12 – RETURN WITH THE ELIXIR
The hero MUST change. He or she comes back to the ordinary world, but the adventure would be meaningless unless he/she brought back the elixir, treasure, or some lesson from the special world. Sometimes it’s just knowledge or experience, but unless he comes back with the elixir or some boon to mankind, he’s doomed to repeat the adventure until he does.
Sometimes the boon is treasure won on the quest, or love, or just the knowledge that the special world exists and can be survived. Sometimes it’s just coming home with a good story to tell.
Christopher Vogler writes:
“As with any formula, there are pitfalls to be avoided. Following the guidelines of myth too rigidly can lead to a stiff, unnatural structure, and there is the danger of being too obvious. The hero myth is a skeleton that should be masked with the details of the individual story, and the structure should not call attention to itself. The order of the hero’s stages as given here is only one of many variations – the stages can be deleted, added to, and drastically re-shuffled without losing any of their power.
“The values of the myth are what’s important. The images of the basic version – young heroes seeking magic swords from old wizards, fighting evil dragons in deep caves, etc. – are just symbols and can be changed infinitely to suit the story at hand.
“The myth is easily translated to contemporary dramas, comedies, romances, or action-adventures by substituting modern equivalents for the symbolic figures and props of the hero story. The Wise Old Man may be a real shaman or wizard, but he can also be any kind of mentor or teacher, doctor or therapist, crusty but benign boss, tough but fair top sergeant, parent, grandfather, etc. Modern heroes may not be going into caves and labyrinths to fight their mythical beasts, but they do enter and innermost cave by going into space, to the bottom of the sea, into their own minds, or into the depths of a modern city.

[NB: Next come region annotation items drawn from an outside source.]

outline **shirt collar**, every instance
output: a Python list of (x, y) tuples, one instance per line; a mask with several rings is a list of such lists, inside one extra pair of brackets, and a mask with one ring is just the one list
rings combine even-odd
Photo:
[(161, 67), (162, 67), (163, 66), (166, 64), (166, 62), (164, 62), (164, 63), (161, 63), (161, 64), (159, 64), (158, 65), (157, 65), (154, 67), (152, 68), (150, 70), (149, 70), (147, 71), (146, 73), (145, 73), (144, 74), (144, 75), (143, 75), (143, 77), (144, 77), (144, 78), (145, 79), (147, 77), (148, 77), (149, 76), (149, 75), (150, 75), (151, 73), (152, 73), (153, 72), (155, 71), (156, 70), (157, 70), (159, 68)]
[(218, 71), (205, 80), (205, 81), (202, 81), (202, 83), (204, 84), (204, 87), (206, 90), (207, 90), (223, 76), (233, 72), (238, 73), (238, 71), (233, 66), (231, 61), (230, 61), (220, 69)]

“The myth can be used to tell the simplest comic book story or the most sophisticated drama. It grows and matures as new experiments are tried within its basic framework. Changing the sex and ages of the basic characters only makes it more interesting and allows for ever more complex webs of understanding to be spun among them. The essential characters can be combined or divided into several figures to show different aspects of the same idea. The myth is infinitely flexible, capable of endless variation without sacrificing any of its magic, and it will outlive us all.”